Pada bulan Desember kita diajak untuk merefleksikan berbagai hal penting yang menyangkut masa depan bangsa dan negara, bahkan masa depan bangsa di dunia. Salah satunya merefleksikan peran ‘ibu’ yang tentu saja tak bisa diingkari.
Ada hari-hari penting sepanjang Desember ini yang mengajak para insan koperasi untuk melakukan refleksi mendalam untuk menangkap maknanya. Misalnya setiap tanggal 1 Desember masyarakat dunia memperingati Hari AIDS sedunia. Kita pun tahu, saat ini HIV/AIDS telah menjadi pembunuh berdarah dingin, menggempur kehidupan mayoritas orang muda dan menghentikan langkah jutaan orang untuk menggapai masa depannya.Ratusan ibu pun telah menjadi korbannya.
Tanggal 3 Desember diperingati sebagai Hari Penyandang Cacat. Para insan koperasi diajak untuk solider dengan saudara-saudara dan jutaan anak yang kurang beruntung, lahir dalam kondisi cacat atau karena suatu sebab menjadi cacat. Penyandang cacat di Indonesia diperkirakan mencapai lima juta orang, jumlah yang tidak kecil. Mereka tentu saja memerlukan perhatian, terutama pelayanan khusus. Kisah pedih yang dialami oleh para penyandang cacat Tuna Netra misalnya pada saat mengikuti Ujian Nasional, atau pengabaian hak-hal politik dan ekonomi, hak sosial budayanya kiranya menjadi keprihatinan bangsa Indonesia termasuk insan koperasi.

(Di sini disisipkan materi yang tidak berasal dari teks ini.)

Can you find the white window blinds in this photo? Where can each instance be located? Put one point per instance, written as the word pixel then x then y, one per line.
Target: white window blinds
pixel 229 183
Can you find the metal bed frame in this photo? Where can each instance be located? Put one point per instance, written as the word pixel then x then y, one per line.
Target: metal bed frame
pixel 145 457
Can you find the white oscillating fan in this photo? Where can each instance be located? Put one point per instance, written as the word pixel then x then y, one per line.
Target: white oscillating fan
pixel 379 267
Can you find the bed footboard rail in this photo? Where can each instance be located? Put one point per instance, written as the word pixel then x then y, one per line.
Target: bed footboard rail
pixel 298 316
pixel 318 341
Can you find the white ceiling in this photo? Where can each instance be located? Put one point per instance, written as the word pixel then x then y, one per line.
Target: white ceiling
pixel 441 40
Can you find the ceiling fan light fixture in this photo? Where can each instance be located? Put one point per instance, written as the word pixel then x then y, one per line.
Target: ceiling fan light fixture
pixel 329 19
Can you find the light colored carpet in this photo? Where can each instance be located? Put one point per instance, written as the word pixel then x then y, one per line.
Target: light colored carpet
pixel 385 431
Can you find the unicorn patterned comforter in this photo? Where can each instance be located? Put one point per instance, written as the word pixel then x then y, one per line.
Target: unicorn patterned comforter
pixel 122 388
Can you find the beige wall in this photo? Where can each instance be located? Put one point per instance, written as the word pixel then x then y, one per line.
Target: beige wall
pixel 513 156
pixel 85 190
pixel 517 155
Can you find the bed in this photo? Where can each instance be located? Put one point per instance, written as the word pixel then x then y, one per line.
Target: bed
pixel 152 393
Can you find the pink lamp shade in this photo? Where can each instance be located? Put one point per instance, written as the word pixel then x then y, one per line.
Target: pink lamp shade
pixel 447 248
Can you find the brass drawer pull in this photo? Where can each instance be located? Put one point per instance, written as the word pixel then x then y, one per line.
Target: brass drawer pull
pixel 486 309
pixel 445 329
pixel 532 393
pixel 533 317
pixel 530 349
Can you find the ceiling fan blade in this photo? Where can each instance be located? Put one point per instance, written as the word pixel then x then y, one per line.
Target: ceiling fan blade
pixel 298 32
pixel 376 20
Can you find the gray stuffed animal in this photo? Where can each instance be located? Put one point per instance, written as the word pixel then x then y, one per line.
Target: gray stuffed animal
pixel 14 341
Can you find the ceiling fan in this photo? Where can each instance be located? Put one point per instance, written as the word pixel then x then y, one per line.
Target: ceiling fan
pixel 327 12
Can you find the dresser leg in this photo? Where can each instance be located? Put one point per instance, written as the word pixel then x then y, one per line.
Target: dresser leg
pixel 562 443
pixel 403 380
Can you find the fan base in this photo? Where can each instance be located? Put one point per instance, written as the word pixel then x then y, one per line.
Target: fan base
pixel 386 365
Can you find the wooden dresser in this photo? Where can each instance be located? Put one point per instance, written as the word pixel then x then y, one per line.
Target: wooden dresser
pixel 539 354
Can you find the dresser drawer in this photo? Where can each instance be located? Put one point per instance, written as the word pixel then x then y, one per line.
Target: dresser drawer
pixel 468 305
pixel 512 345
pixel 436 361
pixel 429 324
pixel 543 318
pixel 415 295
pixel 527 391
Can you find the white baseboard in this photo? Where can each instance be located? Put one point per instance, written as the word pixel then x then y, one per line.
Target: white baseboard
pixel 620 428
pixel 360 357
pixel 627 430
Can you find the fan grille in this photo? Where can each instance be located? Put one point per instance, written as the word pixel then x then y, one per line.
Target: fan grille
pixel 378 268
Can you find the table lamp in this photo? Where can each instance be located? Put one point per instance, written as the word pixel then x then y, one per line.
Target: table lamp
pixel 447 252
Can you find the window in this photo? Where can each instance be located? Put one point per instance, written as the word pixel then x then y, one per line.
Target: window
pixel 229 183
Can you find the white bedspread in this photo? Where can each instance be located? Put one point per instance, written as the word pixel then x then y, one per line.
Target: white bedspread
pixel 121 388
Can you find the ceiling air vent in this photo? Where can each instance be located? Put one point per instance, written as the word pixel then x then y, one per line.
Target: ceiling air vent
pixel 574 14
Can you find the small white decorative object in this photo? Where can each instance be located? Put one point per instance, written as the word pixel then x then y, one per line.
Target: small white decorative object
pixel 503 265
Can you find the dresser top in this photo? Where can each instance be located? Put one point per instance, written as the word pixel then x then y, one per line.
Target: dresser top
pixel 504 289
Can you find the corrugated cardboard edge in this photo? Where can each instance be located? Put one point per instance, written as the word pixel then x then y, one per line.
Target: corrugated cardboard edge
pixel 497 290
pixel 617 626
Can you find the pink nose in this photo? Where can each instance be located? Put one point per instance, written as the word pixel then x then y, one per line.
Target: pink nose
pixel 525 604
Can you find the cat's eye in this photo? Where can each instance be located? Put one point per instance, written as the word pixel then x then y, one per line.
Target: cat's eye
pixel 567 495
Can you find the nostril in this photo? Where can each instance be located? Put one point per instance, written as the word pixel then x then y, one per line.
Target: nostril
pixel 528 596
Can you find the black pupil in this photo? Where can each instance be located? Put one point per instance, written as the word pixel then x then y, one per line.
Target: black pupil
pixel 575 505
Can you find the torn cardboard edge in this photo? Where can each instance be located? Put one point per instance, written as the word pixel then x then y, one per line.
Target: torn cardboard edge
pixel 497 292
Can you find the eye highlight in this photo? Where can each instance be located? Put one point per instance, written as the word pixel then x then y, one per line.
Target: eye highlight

Tanggal 10 Desember adalah Hari Hak Asasi Manusia. Para insan koperasi harus juga merefleksikan kembali sejauh mana rasa hormat kita terhadap harkat dan martabat sesama manusia. Kejahatan pembunuhan, perkosaan, pelecehan seksual, penculikan, perdagangan perempuan, tindak kekerasan dalam rumah tangga, dan bentuk kekerasan lainnya masih marak terjadi.
Tanggal 13 Desember adalah Hari Kesatuan Nasional. Ini momentum bagi para insan koperasi untuk merefleksikan kembali nasionalisme kita sebagai bangsa Indonesia. Tahun-tahun terakhir ini, kita menyaksikan berbagai ancaman disintegrasi bangsa. Komitmen Negara Kesatuan Republik Indonesia (NKRI) kini digoyang-goyang, lalu yang menonjol adalah sentimentisme kesukuan, kedaerahan, keagamaan atau kelompok dan golongan.Prinsip koperasi yang terbuka, tidak eksklusif, adalah salah satu cara membangun nasionalisme ke-Indonesia-an kita.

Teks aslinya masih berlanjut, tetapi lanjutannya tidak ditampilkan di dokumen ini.